Brailleschrift / © Julia Steinbrecht (KNA)
Brailleschrift / © Julia Steinbrecht ( KNA )

Schlüssel zur Bildung

Die rund 200 Jahre alte Erfindung von Louis Braille sei für alle blinden und sehbehinderten Menschen der Schlüssel zur Bildung gewesen, sagt Thomas Kahlisch. Er ist Präsidiumsmitglied des Deutschen Blinden- und Sehbehindertenverbandes und selbst im Alter von 14 Jahren erblindet. "Ungefähr zwei Jahre hat es gedauert, bis
ich das Punktschreiben erlernt hatte", erinnert sich der heute 60-Jährige. "Aber ich wollte unbedingt studieren."

Lesen ist heute in der westlichen Welt auch für Menschen mit Sehbehinderung selbstverständlich. Vor allem in öffentlichen Einrichtungen oder in Bus und Bahn gibt es häufiger entsprechende Beschriftungen. Allerdings finden sich im Alltag von Sehbehinderten immer noch unnötig viele blinde Flecke. Kahlisch: "Es wäre toll, wenn auf der Pizza-Schachtel stünde, ob es eine Funghi oder eine Gorgonzola ist. Das wäre ein kleiner Luxus, der ohne größeren Aufwand umgesetzt werden könnte."

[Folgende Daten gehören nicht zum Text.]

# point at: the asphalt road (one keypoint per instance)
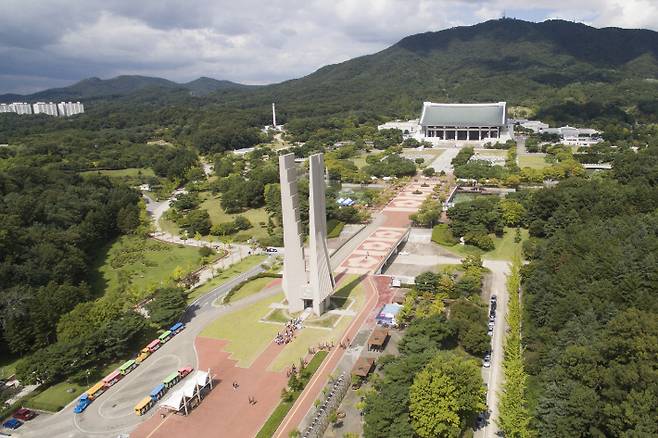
(112, 413)
(493, 376)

Blinde sind zu kleine Käufergruppe

Allerdings verzichteten die meisten Lebensmittelhersteller darauf, mit Blindenschrift zu arbeiten. Warum? "Es gibt weder eine gesetzliche Regelung, die ihnen das vorschreibt, noch einen wirtschaftlichen Anreiz", sagt Kahlisch. "Blinde sind einfach eine zu kleine Käufergruppe." Offiziell redeten sich die Unternehmen aber mit hohem Mehraufwand bei der Produktion raus.

Dabei entstünden meistens keine zusätzlichen Kosten, wenn Inklusion von Anfang an mitgedacht werde, betont Steffen Zimmermann. Der Berliner ist Experte für Barrierefreiheit und berät Einrichtungen und Unternehmen im Bereich Produktentwicklung. "Wir können Brailleschrift unkompliziert fast überall integrieren", sagt Zimmermann: "Egal, ob seriell gefertigtes Industrieprodukt oder Einzelstück. Das ist ein ästhetischer Gewinn und gleichzeitig ein Verkaufsvorteil." Denn barrierefreie Produkte und Einrichtungen seien nicht nur für Blinde, sondern auch für jenes Fünftel der Marktteilnehmer besser nutzbar, die von einer ausgeprägten Sehschwäche betroffen sind.

Brailleschrift in einer Straßenbahn / © Julia Steinbrecht (KNA)
Brailleschrift in einer Straßenbahn / © Julia Steinbrecht ( KNA )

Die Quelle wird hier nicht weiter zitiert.